How Does Linezolid Work?Linezolid belongs to the oxazolidinone class of antibiotics. It works by attaching to bacterial ribosomes (ribosomes are parts of cells that make protein).
Specifically, linezolid binds to the 50S subunit of the bacterial ribosome and prevents it from going on to make proteins, which are necessary for bacteria to grow and multiply. By preventing bacteria from making proteins, linezolid stops bacteria from growing (this is known as being bacteriostatic) -- at the same time, linezolid kills bacteria (this is known as being bactericidal).
Because human ribosomes do not have 50S subunits, linezolid does not interfere with protein formation in humans.
When and How to Take LinezolidSome general considerations to keep in mind during treatment with linezolid include the following:
- This medication comes in capsule, liquid suspension, and IV injection forms.
- Linezolid is normally taken twice a day, about 12 hours apart.
- When using the oral liquid suspension, gently turn the bottle upside down three to five times to mix the medicine.

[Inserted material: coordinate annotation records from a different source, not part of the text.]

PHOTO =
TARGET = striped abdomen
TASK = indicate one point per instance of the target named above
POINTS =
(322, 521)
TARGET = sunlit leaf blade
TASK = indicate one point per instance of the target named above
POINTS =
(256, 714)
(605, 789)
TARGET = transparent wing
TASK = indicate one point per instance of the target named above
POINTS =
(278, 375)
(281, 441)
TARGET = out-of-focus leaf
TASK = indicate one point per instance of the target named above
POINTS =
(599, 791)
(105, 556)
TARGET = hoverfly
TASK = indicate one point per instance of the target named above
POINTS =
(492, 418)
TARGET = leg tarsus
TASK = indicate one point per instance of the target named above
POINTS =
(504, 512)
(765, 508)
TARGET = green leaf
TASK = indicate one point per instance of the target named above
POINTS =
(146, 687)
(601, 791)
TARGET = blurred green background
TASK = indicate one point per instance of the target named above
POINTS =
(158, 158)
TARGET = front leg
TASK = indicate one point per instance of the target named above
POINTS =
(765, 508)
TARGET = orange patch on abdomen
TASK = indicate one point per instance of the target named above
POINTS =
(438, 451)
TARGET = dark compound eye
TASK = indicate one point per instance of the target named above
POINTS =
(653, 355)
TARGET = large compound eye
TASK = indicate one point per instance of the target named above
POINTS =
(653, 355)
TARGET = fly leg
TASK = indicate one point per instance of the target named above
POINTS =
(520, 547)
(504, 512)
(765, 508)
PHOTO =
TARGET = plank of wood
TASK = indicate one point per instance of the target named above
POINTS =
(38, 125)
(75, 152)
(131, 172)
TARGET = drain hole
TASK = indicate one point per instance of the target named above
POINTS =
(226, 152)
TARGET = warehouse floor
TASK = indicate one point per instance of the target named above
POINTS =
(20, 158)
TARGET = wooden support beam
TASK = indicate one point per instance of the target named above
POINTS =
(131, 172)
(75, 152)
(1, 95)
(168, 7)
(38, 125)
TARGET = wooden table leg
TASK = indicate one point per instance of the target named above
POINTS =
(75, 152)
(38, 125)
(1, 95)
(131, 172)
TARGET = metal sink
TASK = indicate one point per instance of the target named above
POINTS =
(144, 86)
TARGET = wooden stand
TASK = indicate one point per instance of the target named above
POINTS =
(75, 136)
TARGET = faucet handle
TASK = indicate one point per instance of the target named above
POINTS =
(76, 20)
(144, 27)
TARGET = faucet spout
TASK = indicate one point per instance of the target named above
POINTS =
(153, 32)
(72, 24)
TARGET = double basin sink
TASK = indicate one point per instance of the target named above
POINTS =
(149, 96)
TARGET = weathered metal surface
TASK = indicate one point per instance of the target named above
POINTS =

Do not shake the bottle.
- Measure the oral liquid suspension with an oral syringe, accurately marked measuring spoon, or a medicine cup to make sure you get the correct amount. Regular household spoons are not accurate enough to measure medications. Your pharmacist can give you an appropriate measuring device if you need one.
- The oral liquid can be kept for up to 21 days. After 21 days, any unused medication should be thrown out.
- Linezolid can be taken with or without food.
- For the medication to work properly, it must be taken as prescribed. Do not miss a dose or stop taking linezolid earlier than your healthcare provider recommends, even if you are feeling better. Doing so may lead to bacterial resistance. Also, although you will start to feel better before you are finished with the medication, your infection may not be completely gone.